Lately, keeping records has felt important to me. Maybe that’s just a product of getting older, of wanting to hold on to these precious moments. I’m journaling more so I can look back and remember these days. I’ve been drawing blind portraits of people I spend time with. I love doing these portraits – tracing the form of someone I care about with slow eyes, trying to match the pace of my traveling gaze with the rate my hand is moving, laying their form on paper with meandering, inky lines.

I’ve been nannying and am starting to notice how the girls are unraveling me. How they are freeing a different kind of play, a more imaginative, silly, wacky kind of play. I’m used to sharp, intellectual humor but to use my body to express silliness, to make strange, unattractive faces, to role play and do voices and not have it make any sense feels really freeing.
I am letting myself be changed by the people around me, not in a way that sacrifices my sense of self but allows it to emerge more fully. The other night, a friend told me they are practicing releasing perfectionism and allowing themselves to spill over. It’s okay to be silly and sassy and even dumb, they said, people can handle it. I’m practicing allowing myself to spill over, to be in the essential messiness of process, to not always be premeditated, to trust myself and others to receive my spontaneous expressions.

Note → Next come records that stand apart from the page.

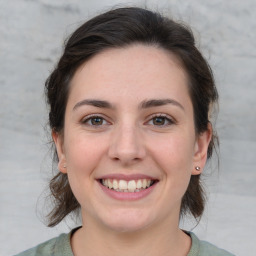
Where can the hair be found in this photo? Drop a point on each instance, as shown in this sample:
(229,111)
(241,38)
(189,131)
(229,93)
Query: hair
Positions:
(119,28)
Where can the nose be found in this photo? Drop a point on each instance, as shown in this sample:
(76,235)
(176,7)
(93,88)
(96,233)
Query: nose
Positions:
(127,145)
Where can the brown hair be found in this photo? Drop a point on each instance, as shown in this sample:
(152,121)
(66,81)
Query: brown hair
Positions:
(119,28)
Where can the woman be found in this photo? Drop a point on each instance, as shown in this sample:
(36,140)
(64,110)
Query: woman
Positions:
(130,101)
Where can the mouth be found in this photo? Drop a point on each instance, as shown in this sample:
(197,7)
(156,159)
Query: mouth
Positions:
(128,186)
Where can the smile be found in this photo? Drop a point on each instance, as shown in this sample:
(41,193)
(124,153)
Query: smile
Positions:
(127,186)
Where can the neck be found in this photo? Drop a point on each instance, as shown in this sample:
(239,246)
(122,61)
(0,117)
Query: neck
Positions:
(152,241)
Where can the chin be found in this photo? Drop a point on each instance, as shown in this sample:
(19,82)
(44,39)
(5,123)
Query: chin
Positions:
(127,222)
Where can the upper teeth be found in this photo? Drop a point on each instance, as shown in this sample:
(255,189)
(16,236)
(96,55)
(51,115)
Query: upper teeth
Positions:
(127,186)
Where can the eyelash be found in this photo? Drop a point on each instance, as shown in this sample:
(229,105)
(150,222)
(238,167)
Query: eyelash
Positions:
(91,117)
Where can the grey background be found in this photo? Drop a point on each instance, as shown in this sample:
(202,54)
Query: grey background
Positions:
(32,33)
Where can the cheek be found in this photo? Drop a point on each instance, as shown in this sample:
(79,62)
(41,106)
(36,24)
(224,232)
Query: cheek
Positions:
(83,153)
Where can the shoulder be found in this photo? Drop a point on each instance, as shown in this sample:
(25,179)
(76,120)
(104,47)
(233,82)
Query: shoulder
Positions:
(203,248)
(58,246)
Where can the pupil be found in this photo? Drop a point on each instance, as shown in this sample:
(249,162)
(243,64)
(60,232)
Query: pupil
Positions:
(159,120)
(97,121)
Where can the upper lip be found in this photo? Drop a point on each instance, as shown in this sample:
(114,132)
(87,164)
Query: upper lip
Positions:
(120,176)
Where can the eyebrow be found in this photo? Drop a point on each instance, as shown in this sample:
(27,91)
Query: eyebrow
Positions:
(143,105)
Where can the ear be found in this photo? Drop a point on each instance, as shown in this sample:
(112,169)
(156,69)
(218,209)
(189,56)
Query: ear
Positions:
(58,140)
(201,148)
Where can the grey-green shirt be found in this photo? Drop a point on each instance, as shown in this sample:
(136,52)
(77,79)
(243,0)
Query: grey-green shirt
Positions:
(60,246)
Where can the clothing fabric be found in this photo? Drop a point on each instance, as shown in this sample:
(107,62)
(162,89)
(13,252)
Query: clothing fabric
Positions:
(60,246)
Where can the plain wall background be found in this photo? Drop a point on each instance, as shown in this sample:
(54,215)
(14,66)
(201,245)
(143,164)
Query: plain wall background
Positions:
(32,34)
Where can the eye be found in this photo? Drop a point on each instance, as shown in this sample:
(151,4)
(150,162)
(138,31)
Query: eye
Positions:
(161,120)
(94,121)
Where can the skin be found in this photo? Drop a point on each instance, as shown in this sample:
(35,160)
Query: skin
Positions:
(128,140)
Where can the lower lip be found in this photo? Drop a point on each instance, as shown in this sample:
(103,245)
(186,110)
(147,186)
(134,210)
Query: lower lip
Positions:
(128,195)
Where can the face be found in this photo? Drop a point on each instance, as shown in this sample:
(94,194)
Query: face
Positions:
(129,142)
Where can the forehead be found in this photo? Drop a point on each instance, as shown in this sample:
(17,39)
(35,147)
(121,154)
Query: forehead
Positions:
(133,72)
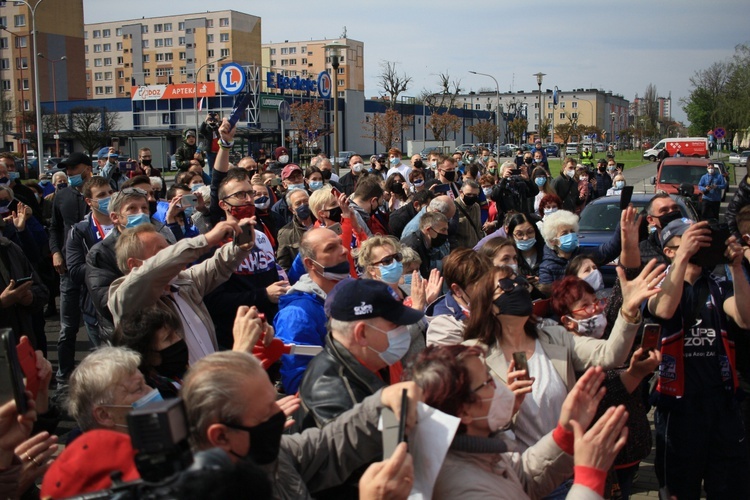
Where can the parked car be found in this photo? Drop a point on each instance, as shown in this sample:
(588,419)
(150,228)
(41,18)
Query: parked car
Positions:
(599,220)
(674,172)
(552,150)
(571,148)
(342,160)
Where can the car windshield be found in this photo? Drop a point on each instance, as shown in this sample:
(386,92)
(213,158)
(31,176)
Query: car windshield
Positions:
(679,174)
(602,216)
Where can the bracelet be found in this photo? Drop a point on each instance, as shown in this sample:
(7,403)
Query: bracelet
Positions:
(635,320)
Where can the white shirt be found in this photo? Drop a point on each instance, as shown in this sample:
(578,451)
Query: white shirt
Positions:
(540,410)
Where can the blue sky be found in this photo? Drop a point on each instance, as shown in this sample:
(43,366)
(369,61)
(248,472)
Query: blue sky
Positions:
(619,46)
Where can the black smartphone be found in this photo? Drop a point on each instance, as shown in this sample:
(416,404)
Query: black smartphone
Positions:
(21,281)
(246,236)
(650,339)
(11,381)
(713,255)
(521,363)
(625,195)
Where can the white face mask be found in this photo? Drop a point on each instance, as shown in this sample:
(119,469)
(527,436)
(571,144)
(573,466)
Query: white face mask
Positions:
(501,407)
(595,279)
(399,341)
(592,327)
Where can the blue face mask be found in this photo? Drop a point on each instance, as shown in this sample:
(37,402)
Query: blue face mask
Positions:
(103,205)
(568,242)
(137,220)
(391,273)
(525,244)
(75,180)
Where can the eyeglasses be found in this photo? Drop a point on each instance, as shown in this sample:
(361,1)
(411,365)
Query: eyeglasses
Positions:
(507,284)
(134,191)
(388,260)
(599,305)
(241,195)
(524,235)
(490,381)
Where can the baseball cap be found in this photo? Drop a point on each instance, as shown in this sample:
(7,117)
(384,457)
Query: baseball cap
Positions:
(674,228)
(289,170)
(281,150)
(104,153)
(356,300)
(75,159)
(86,464)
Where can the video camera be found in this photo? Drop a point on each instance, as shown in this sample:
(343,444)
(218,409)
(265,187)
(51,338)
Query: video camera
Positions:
(169,470)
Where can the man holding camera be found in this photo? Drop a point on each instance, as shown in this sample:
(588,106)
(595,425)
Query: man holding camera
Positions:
(699,429)
(209,132)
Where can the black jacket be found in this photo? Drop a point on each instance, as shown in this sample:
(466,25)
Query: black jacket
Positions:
(740,199)
(68,208)
(333,383)
(101,271)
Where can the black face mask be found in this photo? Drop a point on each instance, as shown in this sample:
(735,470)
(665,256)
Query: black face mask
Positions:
(335,214)
(470,200)
(439,240)
(516,302)
(669,217)
(303,212)
(265,439)
(174,360)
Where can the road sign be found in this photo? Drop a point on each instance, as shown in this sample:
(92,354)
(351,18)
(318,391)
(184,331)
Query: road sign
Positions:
(232,78)
(285,113)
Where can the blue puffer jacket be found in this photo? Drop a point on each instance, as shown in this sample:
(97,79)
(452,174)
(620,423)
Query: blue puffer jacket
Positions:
(301,320)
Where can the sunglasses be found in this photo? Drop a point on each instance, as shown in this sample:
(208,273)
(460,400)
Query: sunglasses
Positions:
(388,260)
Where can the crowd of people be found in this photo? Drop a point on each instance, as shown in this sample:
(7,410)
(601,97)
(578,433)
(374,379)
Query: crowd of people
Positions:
(287,307)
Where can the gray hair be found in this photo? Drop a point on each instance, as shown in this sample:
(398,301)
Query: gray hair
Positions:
(93,382)
(431,218)
(213,391)
(554,221)
(130,245)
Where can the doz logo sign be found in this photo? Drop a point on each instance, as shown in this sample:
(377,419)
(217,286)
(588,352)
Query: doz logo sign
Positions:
(232,78)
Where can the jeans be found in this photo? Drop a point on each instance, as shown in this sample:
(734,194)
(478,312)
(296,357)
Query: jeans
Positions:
(70,321)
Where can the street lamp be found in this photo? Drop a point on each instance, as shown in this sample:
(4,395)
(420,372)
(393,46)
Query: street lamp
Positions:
(195,95)
(497,110)
(23,116)
(539,77)
(37,97)
(54,100)
(334,49)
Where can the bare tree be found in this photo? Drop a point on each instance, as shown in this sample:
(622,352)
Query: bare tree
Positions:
(392,83)
(386,128)
(92,126)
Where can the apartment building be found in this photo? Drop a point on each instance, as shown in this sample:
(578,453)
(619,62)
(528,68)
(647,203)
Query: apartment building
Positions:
(59,27)
(170,49)
(309,58)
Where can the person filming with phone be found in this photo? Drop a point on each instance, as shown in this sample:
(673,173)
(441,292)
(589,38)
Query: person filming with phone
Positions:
(699,429)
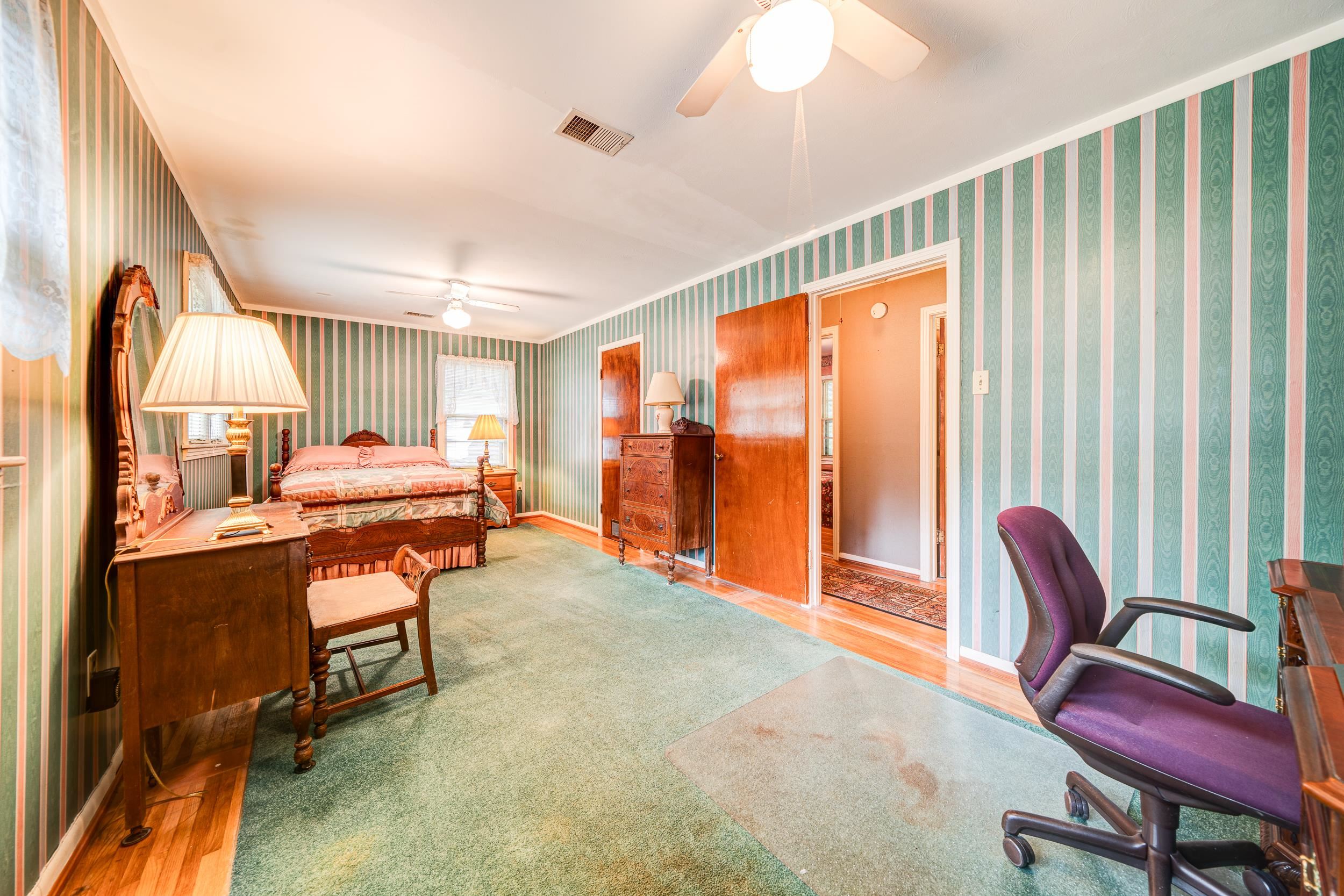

My friend lent me a book called Desire/Love by Lauren Berlant that has me thinking about the spectrum of desire. How can I feel galvanized by desire but not tricked by it? Desire engenders a sense of optimism, a new narrative of possibility, new erotic horizons. It feels creative and energizing but I have to be mindful of when I use desire to distract myself from addressing certain needs/shortcomings/aspirations in my life.
Lauren Berlant speaks to the shadow side of desire:
“Your desire misrecognizes a given object as that which will restore you to something that you sense effectively as a hole in you.”
In book club we talked about how, within the context of BDSM and Kink, there is an opportunity to exercise our shadow sides, the parts of us that have been deemed “unsavory” by society.
“They learn, further, to be afraid of the consequences when their desire attaches to too many objects or to objects deemed ‘bad’” - Desire/Love by Lauren Berlant.
Someone mentioned that their shadow parts — being bossy, controlling, assertive — have a chance to be celebrated within the context of sex. Their share landed with me because, lately, sex has felt like this playground where I can freely run around and air out parts of me that are either deemed unfit or that I want to practice wielding more tactfully. Things like: naming desires, making requests, setting boundaries, being assertive, using a strong presence to command.
I am so in awe of my community, of these people who show up with their whole selves. I don’t take it for granted and I feel so fortunate to be loved and inspired and transformed by these big beautiful hearts and minds and bodies and spirits.